With AWS SSO, you can centrally manage access and user permissions to all of your accounts in AWS Organizations. You can assign user permissions based on common job functions, customize them to meet your specific security requirements, and assign the permissions to users or groups in the specific accounts where they need access. You can create, read, update, and delete permission sets in one place to have consistent role policies across your entire organization. You can then provide access by assigning permission sets to multiple users and groups in multiple accounts all in a single operation.

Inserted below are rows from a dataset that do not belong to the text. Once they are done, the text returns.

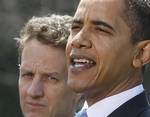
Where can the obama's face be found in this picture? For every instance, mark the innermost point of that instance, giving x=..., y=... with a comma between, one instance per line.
x=99, y=50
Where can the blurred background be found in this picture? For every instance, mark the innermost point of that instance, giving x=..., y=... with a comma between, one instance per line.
x=13, y=15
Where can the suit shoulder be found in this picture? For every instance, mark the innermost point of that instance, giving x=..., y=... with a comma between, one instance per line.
x=145, y=113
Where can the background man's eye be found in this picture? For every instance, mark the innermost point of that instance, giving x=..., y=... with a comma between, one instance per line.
x=52, y=78
x=26, y=75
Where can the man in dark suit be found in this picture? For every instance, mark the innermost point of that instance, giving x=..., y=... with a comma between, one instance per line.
x=107, y=49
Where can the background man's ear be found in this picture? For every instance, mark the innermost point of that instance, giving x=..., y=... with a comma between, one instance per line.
x=142, y=55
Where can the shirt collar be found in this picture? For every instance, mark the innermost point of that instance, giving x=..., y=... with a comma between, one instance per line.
x=106, y=106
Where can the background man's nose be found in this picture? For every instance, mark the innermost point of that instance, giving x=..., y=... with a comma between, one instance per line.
x=35, y=90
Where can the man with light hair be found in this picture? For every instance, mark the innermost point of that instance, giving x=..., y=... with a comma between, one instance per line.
x=43, y=73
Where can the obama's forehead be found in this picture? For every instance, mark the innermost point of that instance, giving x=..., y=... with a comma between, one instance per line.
x=104, y=10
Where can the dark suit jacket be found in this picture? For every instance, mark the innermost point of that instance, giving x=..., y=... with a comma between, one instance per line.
x=136, y=107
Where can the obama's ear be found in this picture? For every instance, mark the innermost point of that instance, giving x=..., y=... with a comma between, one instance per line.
x=142, y=56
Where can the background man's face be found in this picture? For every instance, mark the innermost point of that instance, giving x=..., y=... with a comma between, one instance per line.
x=42, y=87
x=99, y=50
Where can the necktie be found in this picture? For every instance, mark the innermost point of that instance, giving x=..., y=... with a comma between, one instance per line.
x=82, y=114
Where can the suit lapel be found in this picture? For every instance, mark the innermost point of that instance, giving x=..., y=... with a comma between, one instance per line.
x=132, y=108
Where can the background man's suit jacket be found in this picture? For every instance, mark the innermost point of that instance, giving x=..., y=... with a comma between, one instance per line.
x=136, y=107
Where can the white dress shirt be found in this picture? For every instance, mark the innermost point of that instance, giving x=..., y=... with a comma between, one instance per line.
x=105, y=107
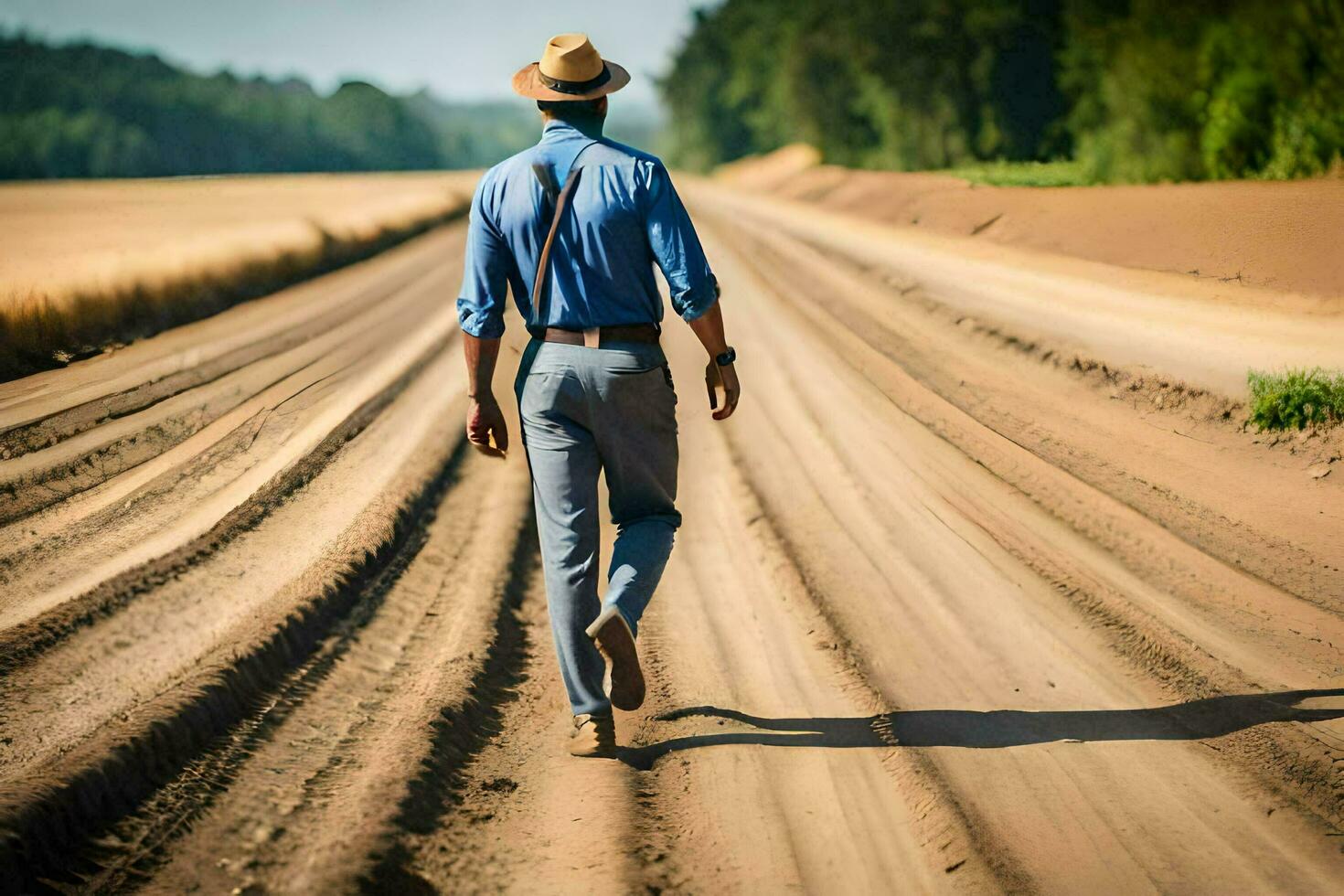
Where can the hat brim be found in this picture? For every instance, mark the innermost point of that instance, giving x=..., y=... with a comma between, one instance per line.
x=527, y=82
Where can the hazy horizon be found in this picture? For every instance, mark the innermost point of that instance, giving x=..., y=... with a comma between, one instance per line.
x=400, y=48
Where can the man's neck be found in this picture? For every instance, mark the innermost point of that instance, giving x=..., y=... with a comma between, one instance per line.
x=588, y=126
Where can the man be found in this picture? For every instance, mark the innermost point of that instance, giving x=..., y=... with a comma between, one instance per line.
x=594, y=391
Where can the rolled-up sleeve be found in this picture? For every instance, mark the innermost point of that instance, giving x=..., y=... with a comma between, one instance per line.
x=480, y=304
x=677, y=248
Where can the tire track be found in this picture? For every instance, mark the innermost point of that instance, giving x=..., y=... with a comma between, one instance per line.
x=54, y=804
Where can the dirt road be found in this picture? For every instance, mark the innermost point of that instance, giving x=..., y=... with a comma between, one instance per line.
x=984, y=589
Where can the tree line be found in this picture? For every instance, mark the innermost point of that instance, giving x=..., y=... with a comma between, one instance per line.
x=80, y=111
x=1137, y=91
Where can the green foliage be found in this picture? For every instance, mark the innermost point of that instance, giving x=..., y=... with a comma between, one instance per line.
x=1023, y=174
x=89, y=112
x=1296, y=400
x=1137, y=91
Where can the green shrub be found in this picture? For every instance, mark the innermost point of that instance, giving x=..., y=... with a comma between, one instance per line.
x=1296, y=398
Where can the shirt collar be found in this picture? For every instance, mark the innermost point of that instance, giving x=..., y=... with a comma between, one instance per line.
x=557, y=129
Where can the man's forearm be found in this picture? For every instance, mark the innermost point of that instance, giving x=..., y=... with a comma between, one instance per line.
x=709, y=329
x=481, y=355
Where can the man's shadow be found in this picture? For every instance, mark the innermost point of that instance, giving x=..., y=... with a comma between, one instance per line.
x=1195, y=720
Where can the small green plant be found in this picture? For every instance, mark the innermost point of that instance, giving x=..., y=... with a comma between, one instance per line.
x=1296, y=400
x=1023, y=174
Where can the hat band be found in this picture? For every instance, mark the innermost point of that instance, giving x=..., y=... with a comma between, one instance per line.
x=574, y=86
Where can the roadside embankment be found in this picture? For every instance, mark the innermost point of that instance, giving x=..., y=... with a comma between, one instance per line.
x=91, y=265
x=1280, y=235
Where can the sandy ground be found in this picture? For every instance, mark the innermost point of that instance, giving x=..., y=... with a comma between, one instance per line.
x=984, y=589
x=106, y=234
x=1278, y=234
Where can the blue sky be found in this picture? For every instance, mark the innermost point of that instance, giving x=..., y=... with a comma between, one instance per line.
x=459, y=50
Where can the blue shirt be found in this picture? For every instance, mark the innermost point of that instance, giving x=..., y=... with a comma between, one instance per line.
x=624, y=217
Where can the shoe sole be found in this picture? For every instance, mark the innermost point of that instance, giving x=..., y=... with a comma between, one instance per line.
x=614, y=641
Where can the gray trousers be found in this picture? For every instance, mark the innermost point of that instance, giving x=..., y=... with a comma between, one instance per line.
x=583, y=411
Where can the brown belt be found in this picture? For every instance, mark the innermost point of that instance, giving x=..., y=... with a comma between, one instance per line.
x=601, y=336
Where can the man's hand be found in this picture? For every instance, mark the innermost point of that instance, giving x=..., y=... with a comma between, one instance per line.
x=485, y=420
x=726, y=379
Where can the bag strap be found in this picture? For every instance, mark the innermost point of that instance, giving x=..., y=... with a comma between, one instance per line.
x=539, y=293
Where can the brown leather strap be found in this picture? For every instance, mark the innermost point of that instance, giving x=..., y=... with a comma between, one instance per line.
x=543, y=265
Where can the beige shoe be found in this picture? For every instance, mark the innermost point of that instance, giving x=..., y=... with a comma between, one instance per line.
x=593, y=736
x=615, y=644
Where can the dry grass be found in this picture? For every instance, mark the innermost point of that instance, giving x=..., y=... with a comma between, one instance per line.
x=96, y=263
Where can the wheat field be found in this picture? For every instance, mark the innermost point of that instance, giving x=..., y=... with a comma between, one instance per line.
x=91, y=263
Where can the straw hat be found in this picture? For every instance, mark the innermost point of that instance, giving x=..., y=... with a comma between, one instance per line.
x=571, y=69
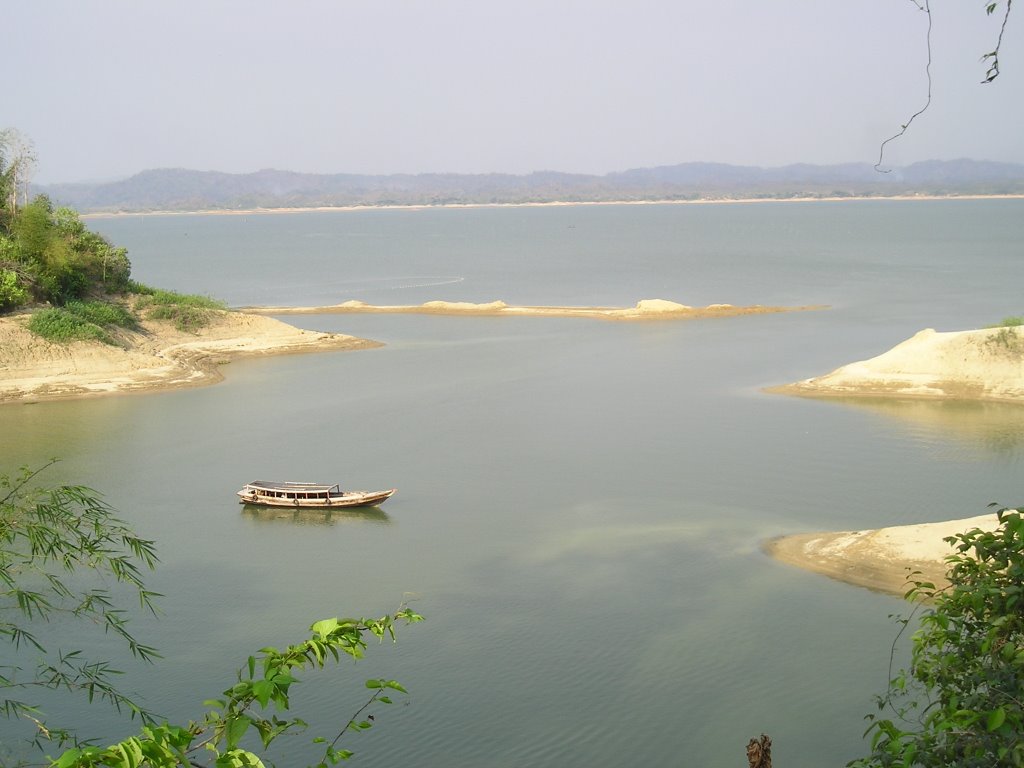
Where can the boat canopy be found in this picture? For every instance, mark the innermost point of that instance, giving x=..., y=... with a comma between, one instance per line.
x=292, y=487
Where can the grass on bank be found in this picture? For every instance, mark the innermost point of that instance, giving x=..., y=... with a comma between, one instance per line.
x=61, y=326
x=98, y=321
x=188, y=311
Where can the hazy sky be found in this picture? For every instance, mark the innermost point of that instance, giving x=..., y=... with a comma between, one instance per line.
x=107, y=88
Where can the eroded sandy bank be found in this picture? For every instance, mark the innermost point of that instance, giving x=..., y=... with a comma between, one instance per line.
x=969, y=365
x=156, y=356
x=879, y=559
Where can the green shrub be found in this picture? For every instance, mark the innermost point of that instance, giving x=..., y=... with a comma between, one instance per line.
x=188, y=311
x=11, y=293
x=62, y=327
x=102, y=313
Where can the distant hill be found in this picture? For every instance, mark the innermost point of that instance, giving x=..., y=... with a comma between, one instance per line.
x=179, y=189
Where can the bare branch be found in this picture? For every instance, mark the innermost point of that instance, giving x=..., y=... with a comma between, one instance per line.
x=921, y=5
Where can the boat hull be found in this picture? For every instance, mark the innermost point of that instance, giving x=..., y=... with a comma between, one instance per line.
x=332, y=501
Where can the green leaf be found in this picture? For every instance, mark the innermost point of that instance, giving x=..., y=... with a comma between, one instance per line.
x=325, y=627
x=237, y=728
x=995, y=718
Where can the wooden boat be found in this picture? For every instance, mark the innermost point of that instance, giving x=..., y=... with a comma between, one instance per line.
x=313, y=495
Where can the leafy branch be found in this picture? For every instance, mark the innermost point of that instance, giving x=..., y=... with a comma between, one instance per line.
x=962, y=700
x=251, y=707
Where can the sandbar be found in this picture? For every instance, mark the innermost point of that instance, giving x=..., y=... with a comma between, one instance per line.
x=355, y=207
x=982, y=365
x=155, y=356
x=880, y=559
x=645, y=309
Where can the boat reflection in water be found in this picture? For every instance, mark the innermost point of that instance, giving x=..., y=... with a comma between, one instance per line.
x=323, y=516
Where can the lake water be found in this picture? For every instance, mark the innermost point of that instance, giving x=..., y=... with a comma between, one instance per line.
x=582, y=503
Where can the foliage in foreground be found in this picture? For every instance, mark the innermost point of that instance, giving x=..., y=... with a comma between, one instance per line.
x=54, y=258
x=189, y=312
x=61, y=551
x=250, y=708
x=962, y=701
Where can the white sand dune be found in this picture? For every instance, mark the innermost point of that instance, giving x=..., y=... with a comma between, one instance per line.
x=880, y=559
x=975, y=365
x=157, y=356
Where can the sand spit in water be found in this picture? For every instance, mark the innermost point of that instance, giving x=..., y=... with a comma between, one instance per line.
x=880, y=559
x=984, y=365
x=156, y=356
x=644, y=309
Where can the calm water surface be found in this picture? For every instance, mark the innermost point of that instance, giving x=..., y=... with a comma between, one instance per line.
x=581, y=504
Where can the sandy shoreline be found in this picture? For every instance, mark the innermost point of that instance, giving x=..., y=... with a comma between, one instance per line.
x=880, y=559
x=550, y=204
x=983, y=365
x=644, y=309
x=156, y=356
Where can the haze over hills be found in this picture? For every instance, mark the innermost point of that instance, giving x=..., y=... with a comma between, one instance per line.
x=180, y=189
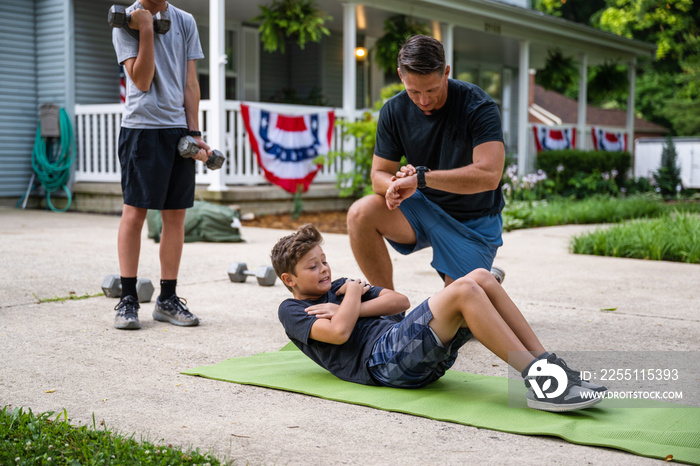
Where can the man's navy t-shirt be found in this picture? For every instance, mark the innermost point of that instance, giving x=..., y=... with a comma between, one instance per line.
x=442, y=141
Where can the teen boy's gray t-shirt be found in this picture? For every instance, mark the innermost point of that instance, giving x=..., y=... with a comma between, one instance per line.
x=163, y=105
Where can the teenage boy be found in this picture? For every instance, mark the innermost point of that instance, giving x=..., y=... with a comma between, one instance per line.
x=162, y=102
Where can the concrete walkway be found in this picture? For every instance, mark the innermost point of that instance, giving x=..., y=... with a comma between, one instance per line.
x=66, y=354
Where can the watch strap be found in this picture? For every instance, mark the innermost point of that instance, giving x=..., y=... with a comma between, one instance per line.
x=420, y=174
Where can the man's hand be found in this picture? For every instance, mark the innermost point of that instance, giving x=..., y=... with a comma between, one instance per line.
x=204, y=150
x=322, y=311
x=400, y=188
x=363, y=286
x=406, y=170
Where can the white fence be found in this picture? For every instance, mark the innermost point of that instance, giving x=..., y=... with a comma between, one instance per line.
x=97, y=132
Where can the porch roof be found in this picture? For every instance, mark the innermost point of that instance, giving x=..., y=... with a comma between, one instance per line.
x=486, y=30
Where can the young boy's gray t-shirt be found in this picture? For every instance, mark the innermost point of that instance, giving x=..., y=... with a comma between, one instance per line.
x=163, y=105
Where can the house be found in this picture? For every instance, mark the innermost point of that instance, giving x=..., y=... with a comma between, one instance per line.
x=555, y=110
x=60, y=51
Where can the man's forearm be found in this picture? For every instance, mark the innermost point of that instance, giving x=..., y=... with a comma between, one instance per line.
x=464, y=180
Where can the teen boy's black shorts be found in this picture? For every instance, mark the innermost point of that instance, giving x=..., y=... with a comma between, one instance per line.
x=154, y=175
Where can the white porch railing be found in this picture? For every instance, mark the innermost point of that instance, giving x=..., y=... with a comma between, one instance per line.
x=97, y=131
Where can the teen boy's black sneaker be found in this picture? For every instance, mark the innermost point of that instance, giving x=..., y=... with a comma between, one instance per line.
x=574, y=397
x=175, y=311
x=127, y=317
x=575, y=376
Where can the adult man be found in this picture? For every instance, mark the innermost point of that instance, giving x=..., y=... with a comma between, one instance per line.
x=162, y=103
x=448, y=196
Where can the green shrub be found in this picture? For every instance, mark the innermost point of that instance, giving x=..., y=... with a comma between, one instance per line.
x=354, y=180
x=668, y=177
x=672, y=237
x=595, y=209
x=576, y=173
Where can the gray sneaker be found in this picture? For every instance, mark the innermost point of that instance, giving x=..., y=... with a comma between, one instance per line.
x=174, y=310
x=499, y=273
x=127, y=317
x=575, y=376
x=574, y=397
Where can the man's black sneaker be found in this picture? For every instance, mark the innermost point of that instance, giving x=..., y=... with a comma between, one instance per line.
x=127, y=317
x=175, y=311
x=574, y=397
x=575, y=376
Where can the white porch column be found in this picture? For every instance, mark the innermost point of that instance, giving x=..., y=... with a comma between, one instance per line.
x=632, y=77
x=349, y=61
x=523, y=104
x=582, y=101
x=448, y=33
x=216, y=121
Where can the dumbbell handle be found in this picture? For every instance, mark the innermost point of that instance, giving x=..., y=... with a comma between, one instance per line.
x=187, y=147
x=118, y=17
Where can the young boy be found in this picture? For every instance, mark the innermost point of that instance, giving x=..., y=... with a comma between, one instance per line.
x=346, y=328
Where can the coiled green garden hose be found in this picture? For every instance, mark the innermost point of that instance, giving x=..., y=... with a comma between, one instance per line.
x=52, y=160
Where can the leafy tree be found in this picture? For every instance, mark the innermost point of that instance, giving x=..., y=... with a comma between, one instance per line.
x=668, y=177
x=299, y=20
x=560, y=73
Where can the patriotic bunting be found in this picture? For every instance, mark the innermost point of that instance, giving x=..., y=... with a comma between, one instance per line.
x=547, y=138
x=609, y=140
x=286, y=145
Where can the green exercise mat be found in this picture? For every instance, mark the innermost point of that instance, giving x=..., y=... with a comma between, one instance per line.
x=479, y=401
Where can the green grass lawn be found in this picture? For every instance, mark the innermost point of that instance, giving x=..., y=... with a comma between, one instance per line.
x=47, y=439
x=672, y=237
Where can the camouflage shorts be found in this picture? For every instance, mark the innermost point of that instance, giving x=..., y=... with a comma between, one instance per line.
x=409, y=355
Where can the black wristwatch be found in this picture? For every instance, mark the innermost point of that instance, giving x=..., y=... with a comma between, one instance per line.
x=420, y=173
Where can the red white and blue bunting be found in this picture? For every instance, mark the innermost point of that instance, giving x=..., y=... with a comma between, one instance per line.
x=287, y=145
x=547, y=138
x=613, y=141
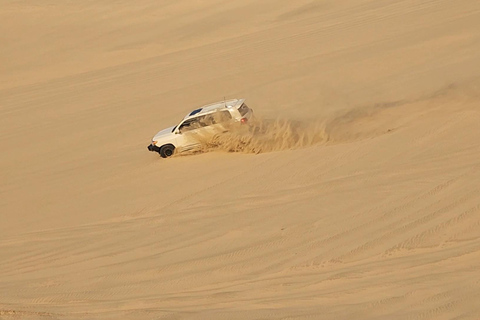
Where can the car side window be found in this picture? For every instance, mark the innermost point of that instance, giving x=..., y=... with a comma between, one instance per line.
x=187, y=125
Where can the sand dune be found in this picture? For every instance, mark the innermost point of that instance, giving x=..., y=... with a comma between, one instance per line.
x=361, y=200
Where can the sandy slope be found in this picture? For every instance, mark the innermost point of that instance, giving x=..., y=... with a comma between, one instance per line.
x=379, y=221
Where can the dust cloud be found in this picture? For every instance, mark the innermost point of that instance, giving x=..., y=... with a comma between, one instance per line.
x=264, y=135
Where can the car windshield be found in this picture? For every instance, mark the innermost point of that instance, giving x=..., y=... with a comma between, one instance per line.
x=243, y=109
x=204, y=121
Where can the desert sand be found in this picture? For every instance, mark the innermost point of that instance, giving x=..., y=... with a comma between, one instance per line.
x=377, y=216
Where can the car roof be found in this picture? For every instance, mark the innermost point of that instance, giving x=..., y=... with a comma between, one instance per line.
x=215, y=106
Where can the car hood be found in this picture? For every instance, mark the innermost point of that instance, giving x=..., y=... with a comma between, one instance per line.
x=164, y=132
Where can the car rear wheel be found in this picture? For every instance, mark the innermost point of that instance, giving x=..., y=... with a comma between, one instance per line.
x=167, y=150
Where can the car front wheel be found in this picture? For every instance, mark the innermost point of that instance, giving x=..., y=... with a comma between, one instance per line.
x=167, y=150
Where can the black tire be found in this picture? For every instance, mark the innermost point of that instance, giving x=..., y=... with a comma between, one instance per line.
x=167, y=151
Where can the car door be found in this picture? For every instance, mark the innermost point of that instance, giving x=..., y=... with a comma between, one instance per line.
x=186, y=135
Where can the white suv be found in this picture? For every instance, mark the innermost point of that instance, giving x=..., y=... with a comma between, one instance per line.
x=209, y=119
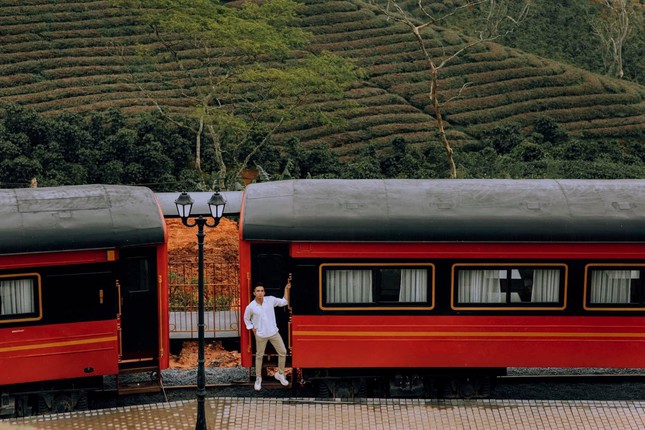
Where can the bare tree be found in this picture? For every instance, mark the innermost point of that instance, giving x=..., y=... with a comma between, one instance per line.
x=233, y=69
x=612, y=28
x=498, y=21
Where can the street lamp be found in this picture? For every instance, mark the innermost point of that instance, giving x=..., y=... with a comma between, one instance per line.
x=216, y=205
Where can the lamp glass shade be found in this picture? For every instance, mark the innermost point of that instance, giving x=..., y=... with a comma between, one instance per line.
x=216, y=205
x=184, y=205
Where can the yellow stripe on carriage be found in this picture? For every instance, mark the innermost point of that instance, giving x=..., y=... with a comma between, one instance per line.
x=59, y=344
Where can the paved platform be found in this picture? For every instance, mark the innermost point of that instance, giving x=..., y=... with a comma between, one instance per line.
x=291, y=414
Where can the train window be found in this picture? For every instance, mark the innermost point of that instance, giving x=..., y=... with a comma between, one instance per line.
x=509, y=286
x=368, y=286
x=615, y=287
x=19, y=297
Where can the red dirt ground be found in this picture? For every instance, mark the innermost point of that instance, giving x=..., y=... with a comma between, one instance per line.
x=182, y=246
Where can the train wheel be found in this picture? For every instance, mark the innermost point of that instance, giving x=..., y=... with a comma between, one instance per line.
x=42, y=406
x=323, y=390
x=62, y=402
x=82, y=403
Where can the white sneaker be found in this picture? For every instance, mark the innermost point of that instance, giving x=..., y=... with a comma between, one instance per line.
x=280, y=377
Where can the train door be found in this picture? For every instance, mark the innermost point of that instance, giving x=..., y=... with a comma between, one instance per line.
x=139, y=305
x=271, y=267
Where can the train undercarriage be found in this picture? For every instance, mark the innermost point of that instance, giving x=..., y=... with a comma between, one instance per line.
x=414, y=383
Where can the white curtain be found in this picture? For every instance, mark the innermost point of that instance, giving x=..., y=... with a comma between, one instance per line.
x=480, y=286
x=17, y=297
x=546, y=286
x=414, y=285
x=349, y=286
x=611, y=286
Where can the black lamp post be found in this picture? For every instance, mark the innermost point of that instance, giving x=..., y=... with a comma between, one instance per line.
x=184, y=206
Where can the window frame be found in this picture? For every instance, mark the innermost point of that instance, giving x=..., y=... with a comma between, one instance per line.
x=560, y=305
x=410, y=306
x=604, y=307
x=37, y=315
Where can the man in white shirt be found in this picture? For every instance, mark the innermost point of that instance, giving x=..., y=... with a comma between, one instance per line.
x=259, y=316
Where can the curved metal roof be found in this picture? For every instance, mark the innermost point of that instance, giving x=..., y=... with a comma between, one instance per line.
x=445, y=210
x=78, y=217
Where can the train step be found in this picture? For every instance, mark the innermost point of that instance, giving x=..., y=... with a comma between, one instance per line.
x=139, y=387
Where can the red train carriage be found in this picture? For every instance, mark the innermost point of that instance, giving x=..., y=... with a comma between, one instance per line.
x=411, y=287
x=83, y=292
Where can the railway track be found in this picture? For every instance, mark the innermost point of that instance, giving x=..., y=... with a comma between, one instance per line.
x=605, y=387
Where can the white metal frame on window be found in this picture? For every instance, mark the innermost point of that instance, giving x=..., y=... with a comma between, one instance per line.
x=476, y=286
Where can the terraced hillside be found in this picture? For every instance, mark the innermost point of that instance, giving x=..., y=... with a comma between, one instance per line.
x=68, y=56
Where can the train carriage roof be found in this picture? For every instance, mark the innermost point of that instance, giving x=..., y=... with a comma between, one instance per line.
x=445, y=210
x=78, y=217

AWS SSO recently added new account assignment APIs and AWS CloudFormation support to automate access assignment across AWS Organizations accounts. This release addressed feedback from our customers with multi-account environments who wanted to adopt AWS SSO, but faced challenges related to managing AWS account permissions. To automate the previously manual process and save your administration time, you can now use the new AWS SSO account assignment APIs, or AWS CloudFormation templates, to programmatically manage AWS account permission sets in multi-account environments.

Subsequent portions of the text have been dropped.